‘Gruwelijke rekeningen’
In een verklaring, OHCHR Woordvoerster Ravina Shamdasani zei dat interviews met mensen die de gedecimeerde stad El-Geneina ontvluchtten, « gruwelijke verslagen » hebben onthuld van mensen die te voet werden gedood door de door de RSF gesteunde militie.
« Alle geïnterviewden spraken ook over het zien van dode lichamen verspreid over de weg – en de stank van ontbinding », zei ze. “Verschillende mensen zeiden dat ze tientallen lichamen hadden gezien in een gebied dat Shukri wordt genoemd, ongeveer 10 km van de grens, waar naar verluidt een of meer Arabische milities een basis hebben.”
Ze zei dat onmiddellijke actie om de moorden te stoppen essentieel was.
“De Hoge Commissaris voor de Mensenrechten roept de leiding van de RSF op om het moorden onmiddellijk en ondubbelzinnig te veroordelen en te stoppen van mensen die El-Geneina ontvluchten, en ander geweld en haatzaaiende uitlatingen tegen hen op basis van hun etniciteit. Degenen die verantwoordelijk zijn voor de moorden en ander geweld moeten ter verantwoording worden geroepen.”
Veilige doorgang
Ze voegde eraan toe dat mensen El-Geneina ontvluchtten moet een veilige doorgang gegarandeerd zijn en humanitaire organisaties hebben toegang tot het gebied verleend, zodat ze de lichamen van de doden kunnen verzamelen.
“Van de 16 mensen die we tot nu toe hebben kunnen interviewen, hebben er 14 getuigd dat ze getuige geweest van standrechtelijke executies en het beschieten van groepen burgers op de weg tussen El-Geneina en de grens – ofwel het schieten van dichtbij op mensen die op de grond moesten liggen, ofwel het openen van het vuur op menigten.”

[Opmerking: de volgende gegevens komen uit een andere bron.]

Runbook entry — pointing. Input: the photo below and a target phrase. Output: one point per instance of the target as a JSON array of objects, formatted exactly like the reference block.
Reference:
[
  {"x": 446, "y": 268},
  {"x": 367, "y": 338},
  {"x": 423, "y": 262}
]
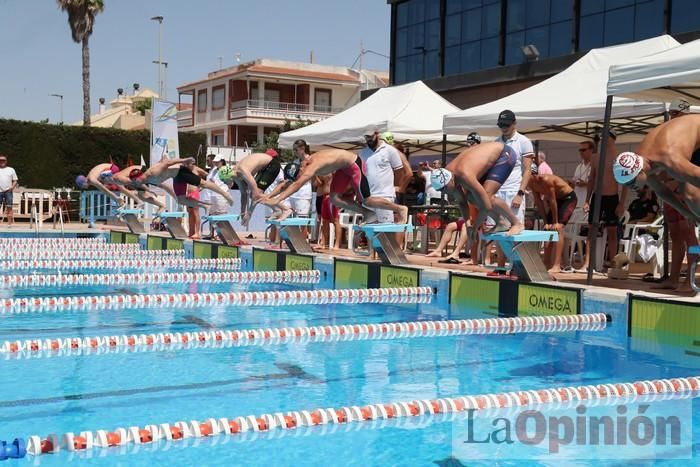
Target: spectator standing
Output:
[
  {"x": 8, "y": 183},
  {"x": 513, "y": 189},
  {"x": 612, "y": 202}
]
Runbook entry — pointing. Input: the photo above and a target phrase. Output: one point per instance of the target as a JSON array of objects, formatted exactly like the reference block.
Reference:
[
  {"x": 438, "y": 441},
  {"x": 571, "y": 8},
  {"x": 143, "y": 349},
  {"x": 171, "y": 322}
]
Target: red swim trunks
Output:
[
  {"x": 329, "y": 211},
  {"x": 354, "y": 176}
]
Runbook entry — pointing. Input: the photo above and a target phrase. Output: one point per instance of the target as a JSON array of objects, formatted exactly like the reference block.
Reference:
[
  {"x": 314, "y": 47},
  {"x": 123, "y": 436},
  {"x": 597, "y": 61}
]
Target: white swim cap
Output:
[
  {"x": 106, "y": 174},
  {"x": 439, "y": 178},
  {"x": 627, "y": 166}
]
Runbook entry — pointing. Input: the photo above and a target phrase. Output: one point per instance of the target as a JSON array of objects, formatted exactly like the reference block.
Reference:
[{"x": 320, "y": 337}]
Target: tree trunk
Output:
[{"x": 86, "y": 82}]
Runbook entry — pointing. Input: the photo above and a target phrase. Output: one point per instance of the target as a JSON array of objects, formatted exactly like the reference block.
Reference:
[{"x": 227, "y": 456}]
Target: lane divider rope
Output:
[
  {"x": 51, "y": 240},
  {"x": 180, "y": 430},
  {"x": 301, "y": 277},
  {"x": 164, "y": 300},
  {"x": 306, "y": 334},
  {"x": 144, "y": 263},
  {"x": 374, "y": 424},
  {"x": 90, "y": 254},
  {"x": 38, "y": 248}
]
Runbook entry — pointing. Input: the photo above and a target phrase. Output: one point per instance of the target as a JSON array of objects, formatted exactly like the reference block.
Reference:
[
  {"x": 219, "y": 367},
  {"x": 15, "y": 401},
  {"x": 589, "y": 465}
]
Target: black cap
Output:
[
  {"x": 474, "y": 138},
  {"x": 507, "y": 117}
]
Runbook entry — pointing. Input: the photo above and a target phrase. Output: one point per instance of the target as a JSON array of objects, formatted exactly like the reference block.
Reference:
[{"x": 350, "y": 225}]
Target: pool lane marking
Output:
[
  {"x": 287, "y": 372},
  {"x": 195, "y": 263},
  {"x": 90, "y": 254},
  {"x": 19, "y": 280},
  {"x": 39, "y": 248},
  {"x": 136, "y": 343},
  {"x": 190, "y": 300},
  {"x": 135, "y": 435}
]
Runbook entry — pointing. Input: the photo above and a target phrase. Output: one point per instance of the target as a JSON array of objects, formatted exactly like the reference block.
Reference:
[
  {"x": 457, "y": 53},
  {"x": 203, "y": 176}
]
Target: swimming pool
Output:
[{"x": 59, "y": 392}]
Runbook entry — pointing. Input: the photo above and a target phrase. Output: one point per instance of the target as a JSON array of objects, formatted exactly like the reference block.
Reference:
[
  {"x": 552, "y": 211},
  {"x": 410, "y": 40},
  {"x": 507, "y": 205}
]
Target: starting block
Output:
[
  {"x": 693, "y": 269},
  {"x": 290, "y": 232},
  {"x": 523, "y": 252},
  {"x": 131, "y": 218},
  {"x": 173, "y": 222},
  {"x": 224, "y": 228},
  {"x": 382, "y": 240}
]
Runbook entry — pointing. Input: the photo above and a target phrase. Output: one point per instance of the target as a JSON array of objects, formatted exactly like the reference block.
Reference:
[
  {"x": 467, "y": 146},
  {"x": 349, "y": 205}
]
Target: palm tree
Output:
[{"x": 81, "y": 18}]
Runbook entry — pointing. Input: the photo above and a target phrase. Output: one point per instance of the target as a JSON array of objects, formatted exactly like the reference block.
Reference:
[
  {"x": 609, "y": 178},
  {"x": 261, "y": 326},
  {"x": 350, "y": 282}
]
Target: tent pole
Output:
[
  {"x": 666, "y": 241},
  {"x": 444, "y": 150},
  {"x": 598, "y": 189}
]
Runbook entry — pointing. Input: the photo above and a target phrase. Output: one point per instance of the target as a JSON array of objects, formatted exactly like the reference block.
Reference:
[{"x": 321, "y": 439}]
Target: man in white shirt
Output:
[
  {"x": 383, "y": 163},
  {"x": 8, "y": 183},
  {"x": 513, "y": 189},
  {"x": 301, "y": 200}
]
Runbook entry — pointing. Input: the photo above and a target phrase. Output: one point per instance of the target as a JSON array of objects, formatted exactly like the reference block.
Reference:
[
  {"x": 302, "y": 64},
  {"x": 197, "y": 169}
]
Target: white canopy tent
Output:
[
  {"x": 660, "y": 77},
  {"x": 412, "y": 112},
  {"x": 570, "y": 105}
]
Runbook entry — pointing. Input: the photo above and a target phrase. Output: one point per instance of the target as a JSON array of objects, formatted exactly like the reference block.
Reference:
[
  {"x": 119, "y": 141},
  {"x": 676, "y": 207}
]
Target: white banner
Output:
[{"x": 164, "y": 142}]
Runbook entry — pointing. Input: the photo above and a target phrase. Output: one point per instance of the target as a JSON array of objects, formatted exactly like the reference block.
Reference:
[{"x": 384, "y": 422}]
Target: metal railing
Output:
[{"x": 284, "y": 106}]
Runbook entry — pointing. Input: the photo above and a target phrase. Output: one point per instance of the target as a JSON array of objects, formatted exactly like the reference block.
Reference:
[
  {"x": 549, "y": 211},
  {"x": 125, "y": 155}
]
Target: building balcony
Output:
[
  {"x": 252, "y": 108},
  {"x": 184, "y": 118}
]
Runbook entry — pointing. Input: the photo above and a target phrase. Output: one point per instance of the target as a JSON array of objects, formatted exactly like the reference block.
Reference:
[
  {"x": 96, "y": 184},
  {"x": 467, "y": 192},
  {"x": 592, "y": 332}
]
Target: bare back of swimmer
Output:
[
  {"x": 475, "y": 175},
  {"x": 668, "y": 160}
]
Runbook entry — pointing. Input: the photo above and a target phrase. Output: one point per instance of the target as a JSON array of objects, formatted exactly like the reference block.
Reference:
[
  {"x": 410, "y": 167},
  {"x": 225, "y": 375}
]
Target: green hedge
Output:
[{"x": 49, "y": 156}]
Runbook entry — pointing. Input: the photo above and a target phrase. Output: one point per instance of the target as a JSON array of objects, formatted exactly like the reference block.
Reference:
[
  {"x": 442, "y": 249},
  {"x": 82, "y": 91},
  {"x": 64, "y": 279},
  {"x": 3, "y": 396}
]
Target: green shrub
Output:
[{"x": 48, "y": 156}]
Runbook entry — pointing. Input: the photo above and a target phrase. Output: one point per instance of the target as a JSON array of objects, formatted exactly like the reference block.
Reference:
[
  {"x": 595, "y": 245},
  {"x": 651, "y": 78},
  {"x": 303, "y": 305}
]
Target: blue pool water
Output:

De uittocht van burgers uit de stad nam toe na de moord op de gouverneur van de staat op 14 juni slechts enkele uren nadat hij de RSF en milities beschuldigde van “genocide” – wat het schrikbeeld deed rijzen van de honderdduizenden doden tussen 2003-2005 tijdens een door de regering georkestreerde campagne van geweld.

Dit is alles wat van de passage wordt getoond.